Of course, I’ve been way, way off before, and perhaps I am this time too. He’ll definitely be missed, a lot, and hopefully his injury woes are behind him now. But to be totally honest, as bummed as I am about losing him, I’m just not devastated about it.
Great take, Lenny. I wouldn’t be surprised that teammates froze up because they needed to support the “goat”. And really, a great 6 inning pitcher is still a 6 inning pitcher. It’s the problem I had with Wheeler – he would always run up his pitch count so he was usually gone by the 7th. In deGrom’s case, you’re holding your breath waiting for him to get through an inning without another injury. Exhausting.

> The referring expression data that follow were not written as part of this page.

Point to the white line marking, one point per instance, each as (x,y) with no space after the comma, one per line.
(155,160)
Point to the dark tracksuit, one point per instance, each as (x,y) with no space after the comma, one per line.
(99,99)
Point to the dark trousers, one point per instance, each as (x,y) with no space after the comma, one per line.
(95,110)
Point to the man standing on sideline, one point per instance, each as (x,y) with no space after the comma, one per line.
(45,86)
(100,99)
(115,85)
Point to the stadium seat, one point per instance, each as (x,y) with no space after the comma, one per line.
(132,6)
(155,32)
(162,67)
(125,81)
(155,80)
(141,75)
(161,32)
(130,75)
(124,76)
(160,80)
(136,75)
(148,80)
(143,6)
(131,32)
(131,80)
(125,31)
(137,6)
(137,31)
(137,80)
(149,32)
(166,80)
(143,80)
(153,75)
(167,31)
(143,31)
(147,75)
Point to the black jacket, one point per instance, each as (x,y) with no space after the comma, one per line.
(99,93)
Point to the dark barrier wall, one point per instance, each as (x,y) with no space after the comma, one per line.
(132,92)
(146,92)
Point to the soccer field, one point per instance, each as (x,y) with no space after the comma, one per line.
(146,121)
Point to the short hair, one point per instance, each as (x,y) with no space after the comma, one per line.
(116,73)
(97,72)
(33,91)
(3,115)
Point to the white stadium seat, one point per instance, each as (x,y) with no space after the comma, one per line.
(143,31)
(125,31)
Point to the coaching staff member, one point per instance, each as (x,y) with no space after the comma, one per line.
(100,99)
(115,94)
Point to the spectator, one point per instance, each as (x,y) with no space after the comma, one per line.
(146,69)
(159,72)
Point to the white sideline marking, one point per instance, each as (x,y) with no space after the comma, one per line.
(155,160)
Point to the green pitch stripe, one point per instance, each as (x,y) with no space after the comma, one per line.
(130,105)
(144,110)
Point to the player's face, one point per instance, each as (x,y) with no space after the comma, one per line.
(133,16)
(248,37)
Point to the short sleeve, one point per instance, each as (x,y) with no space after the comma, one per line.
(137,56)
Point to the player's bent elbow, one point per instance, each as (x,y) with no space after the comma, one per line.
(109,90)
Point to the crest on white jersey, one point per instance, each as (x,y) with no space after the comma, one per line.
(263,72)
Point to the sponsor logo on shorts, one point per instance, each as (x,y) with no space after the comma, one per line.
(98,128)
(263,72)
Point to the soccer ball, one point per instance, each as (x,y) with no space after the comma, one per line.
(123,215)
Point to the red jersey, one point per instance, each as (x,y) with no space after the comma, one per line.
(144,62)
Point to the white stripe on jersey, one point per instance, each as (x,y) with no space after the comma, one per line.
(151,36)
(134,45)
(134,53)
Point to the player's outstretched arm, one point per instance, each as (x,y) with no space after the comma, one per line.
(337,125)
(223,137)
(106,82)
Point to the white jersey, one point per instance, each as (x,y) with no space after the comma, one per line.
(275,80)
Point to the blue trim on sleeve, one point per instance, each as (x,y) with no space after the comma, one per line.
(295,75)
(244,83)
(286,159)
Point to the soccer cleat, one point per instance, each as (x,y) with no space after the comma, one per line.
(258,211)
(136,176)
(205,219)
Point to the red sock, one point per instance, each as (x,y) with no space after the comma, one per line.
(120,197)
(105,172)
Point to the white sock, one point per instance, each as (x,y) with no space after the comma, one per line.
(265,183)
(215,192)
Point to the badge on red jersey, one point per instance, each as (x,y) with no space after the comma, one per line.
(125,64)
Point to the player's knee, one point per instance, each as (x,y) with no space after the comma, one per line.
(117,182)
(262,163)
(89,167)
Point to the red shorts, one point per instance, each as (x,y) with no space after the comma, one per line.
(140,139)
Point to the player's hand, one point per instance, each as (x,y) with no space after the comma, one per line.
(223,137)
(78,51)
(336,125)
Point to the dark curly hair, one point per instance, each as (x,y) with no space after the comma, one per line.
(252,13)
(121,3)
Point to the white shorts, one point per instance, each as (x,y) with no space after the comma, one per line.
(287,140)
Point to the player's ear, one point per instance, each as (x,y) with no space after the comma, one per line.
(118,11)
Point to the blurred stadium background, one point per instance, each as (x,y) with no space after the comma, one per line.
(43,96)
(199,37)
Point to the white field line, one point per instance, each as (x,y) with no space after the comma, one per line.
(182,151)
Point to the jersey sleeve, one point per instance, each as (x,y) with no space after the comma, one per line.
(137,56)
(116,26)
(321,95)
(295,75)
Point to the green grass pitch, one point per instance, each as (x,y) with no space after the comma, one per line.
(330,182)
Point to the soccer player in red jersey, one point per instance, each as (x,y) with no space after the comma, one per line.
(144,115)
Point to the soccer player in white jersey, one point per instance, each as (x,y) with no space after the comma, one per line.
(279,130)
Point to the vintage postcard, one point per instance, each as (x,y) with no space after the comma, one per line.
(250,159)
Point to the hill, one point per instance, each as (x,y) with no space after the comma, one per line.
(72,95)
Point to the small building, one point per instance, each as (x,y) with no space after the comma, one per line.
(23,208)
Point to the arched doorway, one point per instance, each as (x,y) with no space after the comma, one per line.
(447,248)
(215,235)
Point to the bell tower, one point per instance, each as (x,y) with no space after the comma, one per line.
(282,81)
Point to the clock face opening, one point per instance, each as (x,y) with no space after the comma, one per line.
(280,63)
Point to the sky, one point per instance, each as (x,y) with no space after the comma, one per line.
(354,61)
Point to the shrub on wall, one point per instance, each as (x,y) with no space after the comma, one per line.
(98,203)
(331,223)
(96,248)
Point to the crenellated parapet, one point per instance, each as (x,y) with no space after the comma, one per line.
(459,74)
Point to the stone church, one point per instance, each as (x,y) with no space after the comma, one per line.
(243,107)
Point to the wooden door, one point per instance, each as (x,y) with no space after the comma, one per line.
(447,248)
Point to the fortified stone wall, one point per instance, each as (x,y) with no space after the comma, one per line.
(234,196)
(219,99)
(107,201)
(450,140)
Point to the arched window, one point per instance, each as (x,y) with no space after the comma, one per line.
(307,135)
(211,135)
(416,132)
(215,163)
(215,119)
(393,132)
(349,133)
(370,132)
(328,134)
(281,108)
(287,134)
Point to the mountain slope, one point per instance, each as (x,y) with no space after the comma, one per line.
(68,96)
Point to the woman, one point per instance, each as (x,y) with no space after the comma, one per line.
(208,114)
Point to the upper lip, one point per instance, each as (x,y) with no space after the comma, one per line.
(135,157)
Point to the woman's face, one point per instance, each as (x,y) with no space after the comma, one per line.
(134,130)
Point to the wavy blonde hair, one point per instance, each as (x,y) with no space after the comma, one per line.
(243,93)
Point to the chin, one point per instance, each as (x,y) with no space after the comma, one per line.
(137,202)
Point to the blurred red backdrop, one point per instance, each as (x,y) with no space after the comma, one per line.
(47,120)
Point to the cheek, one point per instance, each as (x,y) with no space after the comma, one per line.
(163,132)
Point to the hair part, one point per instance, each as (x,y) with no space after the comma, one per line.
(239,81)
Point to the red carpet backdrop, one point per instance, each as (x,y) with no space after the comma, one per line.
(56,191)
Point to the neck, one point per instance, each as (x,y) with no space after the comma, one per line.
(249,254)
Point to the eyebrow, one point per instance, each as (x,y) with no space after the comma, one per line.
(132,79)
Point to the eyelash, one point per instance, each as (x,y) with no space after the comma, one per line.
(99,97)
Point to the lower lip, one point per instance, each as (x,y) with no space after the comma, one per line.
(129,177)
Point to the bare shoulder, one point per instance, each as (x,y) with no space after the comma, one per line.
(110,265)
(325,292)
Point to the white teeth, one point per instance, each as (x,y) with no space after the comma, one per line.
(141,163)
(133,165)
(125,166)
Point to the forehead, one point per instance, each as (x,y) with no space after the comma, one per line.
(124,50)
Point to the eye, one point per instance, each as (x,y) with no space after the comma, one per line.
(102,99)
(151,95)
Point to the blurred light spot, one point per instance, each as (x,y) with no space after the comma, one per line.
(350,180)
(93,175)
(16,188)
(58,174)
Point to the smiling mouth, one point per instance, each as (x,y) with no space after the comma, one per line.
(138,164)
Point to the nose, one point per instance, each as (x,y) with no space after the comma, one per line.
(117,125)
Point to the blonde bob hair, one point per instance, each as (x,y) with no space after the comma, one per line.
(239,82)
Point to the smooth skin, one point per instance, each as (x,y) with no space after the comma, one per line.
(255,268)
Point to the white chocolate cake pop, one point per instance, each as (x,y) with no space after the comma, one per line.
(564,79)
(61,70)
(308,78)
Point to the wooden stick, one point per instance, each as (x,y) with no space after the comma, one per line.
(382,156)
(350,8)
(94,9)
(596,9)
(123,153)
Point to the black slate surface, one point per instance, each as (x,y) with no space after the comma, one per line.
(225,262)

And finally, when we needed just 1 win down the stretch, he failed. Couldn’t beat the Cubs. Couldn’t beat Oakland. Couldn’t beat the braves. Dominating he was not.
I’ll give up one good year in return for not getting four bad ones.
So I’m not going to do the sour grapes routine. Jacob deGrom was quite simply one of the three best pitchers the Mets ever had. There was Seaver, Gooden, and deGrom, then there was everyone else. And that’s a heck of an “everyone else.” He has the ability on any given day to be the best pitcher on the planet. He was ours, and now he’s not. Nothing will make that not stink.
On the other hand, the guy kept trying to throw every pitch at 105 MPH. I don’t know if he was getting bad advice or not listening to good advice. Maybe the Mets think tank knows something we don’t. For his sake, I hope he learns to adjust to his aging body in Texas. Not all pitchers do.
One other thing. The last time the Mets lost an ace to free agency, they got a compensation pick, a young guy named David Wright. Maybe there will be a silver lining again this time.